Beni Cihandan ayrı bir arabaya bindirirlerken polis memurlarına yalvararak kendi kendime bir şeyler anlatıyordum.

“Cihan beni kaçırdı lütfen yardım edin. Ben Kuzeyle evlenmek istemiştim ama beni kaçırdı, Kuzeyi vurdu….”

Korkudan bedenim o kadar kasılmıştı ki ne dediğimi bile bilemez bir haldeydim. Karakola götürüldüğümüzde ifademizi alırlarken her şeyi anlatmıştım, Serkan ile Zühal beni hemen ifade odasının dışında bekliyorlardı ve çıktığımda ellerinde Cihanın bizi tehdit ettiği o andan Kuzeyi döverek ona silah çektiği ana kadar çektikleri videoları sunmuşlardı. Meğer bizim önümüzü kestiği yerden biraz ileride arabada bekliyorlarmış bizi ve kanıt olsun diye video çekmişler, araya karışmak için Serkan fırsat kollarken bir yandan polise haber vermişler tabi o arada çoktan olan olup Kuzey büyük bir dayak yemişti. Belki yanlıştı Serkana kuzeyi kurtarmaya çalışmadığı için sinirlensem de eğer gelseydi şu an burada olamayacağımızı biliyordum onu da döverlerdi mantıklı bir yol seçmişlerdi ama Kuzeyim, Kuzeyimin hiçbir suçu yoktu. Kalbim ağrıyordu.

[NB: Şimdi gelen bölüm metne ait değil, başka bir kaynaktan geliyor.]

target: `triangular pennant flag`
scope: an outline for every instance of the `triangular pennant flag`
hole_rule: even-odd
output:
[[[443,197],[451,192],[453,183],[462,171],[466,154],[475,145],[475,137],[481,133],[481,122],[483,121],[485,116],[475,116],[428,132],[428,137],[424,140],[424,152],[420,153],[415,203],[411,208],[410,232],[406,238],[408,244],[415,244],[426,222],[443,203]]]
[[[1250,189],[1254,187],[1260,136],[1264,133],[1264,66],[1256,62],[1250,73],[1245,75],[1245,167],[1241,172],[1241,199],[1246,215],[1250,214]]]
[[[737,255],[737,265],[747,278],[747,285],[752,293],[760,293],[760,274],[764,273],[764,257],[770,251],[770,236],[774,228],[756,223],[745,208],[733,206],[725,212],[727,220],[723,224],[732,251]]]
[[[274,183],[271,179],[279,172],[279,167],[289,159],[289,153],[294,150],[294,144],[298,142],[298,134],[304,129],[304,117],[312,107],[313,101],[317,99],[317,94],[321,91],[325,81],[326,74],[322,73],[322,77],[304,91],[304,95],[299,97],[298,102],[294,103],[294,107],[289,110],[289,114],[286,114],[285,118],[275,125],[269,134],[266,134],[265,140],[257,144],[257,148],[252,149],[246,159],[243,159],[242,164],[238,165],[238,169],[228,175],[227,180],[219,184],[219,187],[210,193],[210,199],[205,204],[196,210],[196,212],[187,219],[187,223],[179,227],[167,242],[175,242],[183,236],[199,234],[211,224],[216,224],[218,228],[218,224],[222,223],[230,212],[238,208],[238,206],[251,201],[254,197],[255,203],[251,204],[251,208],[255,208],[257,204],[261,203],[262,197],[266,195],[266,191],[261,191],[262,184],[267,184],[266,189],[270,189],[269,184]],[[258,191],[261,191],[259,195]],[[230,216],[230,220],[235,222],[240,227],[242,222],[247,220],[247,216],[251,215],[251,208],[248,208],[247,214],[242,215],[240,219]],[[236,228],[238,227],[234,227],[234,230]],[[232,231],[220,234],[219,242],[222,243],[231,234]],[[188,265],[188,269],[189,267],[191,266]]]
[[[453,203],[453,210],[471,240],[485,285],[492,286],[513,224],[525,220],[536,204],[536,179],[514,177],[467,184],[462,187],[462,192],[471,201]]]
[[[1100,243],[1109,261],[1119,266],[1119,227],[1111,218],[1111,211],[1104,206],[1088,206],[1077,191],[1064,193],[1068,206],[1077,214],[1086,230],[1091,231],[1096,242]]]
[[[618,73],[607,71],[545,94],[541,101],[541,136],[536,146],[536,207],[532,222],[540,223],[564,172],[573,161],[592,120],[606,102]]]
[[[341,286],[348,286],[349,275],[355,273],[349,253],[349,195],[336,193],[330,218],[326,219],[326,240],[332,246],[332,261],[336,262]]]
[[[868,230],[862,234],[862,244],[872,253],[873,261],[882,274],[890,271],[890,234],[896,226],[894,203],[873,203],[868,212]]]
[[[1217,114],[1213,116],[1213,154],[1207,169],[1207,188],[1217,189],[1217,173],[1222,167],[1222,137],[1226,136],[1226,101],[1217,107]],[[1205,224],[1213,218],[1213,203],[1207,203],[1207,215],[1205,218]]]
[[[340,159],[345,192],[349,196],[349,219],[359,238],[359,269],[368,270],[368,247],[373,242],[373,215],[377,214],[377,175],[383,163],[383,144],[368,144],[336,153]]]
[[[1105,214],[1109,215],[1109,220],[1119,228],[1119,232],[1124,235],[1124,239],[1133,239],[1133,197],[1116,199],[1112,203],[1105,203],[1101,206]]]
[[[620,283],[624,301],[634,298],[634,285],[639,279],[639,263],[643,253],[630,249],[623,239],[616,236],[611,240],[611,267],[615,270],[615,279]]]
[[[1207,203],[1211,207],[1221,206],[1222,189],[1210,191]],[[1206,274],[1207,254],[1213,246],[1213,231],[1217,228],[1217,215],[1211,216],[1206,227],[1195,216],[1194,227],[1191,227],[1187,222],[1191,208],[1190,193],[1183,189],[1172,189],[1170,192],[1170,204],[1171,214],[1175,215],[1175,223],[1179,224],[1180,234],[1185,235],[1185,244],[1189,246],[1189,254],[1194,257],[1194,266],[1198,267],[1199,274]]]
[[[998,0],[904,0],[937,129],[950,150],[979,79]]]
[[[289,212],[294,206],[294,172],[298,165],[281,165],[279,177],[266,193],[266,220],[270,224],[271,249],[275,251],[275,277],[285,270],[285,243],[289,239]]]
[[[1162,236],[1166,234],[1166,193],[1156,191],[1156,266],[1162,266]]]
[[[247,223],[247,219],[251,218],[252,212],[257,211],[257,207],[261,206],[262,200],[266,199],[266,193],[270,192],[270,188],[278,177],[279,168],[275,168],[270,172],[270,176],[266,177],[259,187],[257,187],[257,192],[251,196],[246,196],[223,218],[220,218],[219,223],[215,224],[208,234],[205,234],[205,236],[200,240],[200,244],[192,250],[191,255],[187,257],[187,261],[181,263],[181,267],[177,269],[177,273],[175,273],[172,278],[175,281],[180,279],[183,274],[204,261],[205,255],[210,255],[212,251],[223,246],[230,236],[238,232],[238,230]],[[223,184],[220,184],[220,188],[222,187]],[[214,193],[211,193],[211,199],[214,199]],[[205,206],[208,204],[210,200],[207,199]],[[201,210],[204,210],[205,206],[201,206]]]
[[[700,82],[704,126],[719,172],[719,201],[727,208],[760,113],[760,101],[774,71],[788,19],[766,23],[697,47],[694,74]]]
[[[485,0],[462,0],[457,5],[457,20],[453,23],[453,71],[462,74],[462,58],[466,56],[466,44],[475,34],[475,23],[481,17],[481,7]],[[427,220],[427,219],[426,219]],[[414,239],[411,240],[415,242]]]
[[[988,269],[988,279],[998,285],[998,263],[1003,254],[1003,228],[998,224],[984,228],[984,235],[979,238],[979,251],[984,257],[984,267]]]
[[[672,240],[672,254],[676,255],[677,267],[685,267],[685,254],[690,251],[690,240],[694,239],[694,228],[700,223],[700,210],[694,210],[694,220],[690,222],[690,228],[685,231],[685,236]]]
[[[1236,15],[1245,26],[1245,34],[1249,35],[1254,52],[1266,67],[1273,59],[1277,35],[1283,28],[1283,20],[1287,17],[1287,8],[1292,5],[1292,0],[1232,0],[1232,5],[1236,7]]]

Cihan ifade odasından çıkarken bize tehdit edercesine bakarken üzerine atlayıp onu parçalamak için hamle yaptım fakat Zühal tutmuştu beni.

“Bu yaptıklarının bedelini ödeyeceksin pislik!”

Diye bağırdım, elleri kelepçeli idi. umurumda bile değildi ama hak ettiği cezayı alsa da almasa da bu gece burada kalacaktı ve biz o buradan çıktığında çoktan ondan uzaklarda olacaktık. Asla ona boyun eğmeyecektim rabbim bana mucize göndermişti bunu asla boşa kullanmayacaktım.

“Hadi serkan beni Kuzeye götür.”

Üçümüz karakoldan çıkarken kaybedecek tek bir saniyemiz bile yoktu. Ben şikayetimi etmiştim, elimizde kanıtlar vardı gücü dolayısı ile hapse girer mi bilmiyorum ama adalet ona elbet gelecekti. Bu dünyada olmasa da diğer dünyada ödeyecekti.

Arabaya binerken hala korkuyordum, bir şey olacak diye korkudan ödüm patlıyordu. Zühalin elini sımsıkı tutarken kalbimin sahibine doğru gidiyorduk.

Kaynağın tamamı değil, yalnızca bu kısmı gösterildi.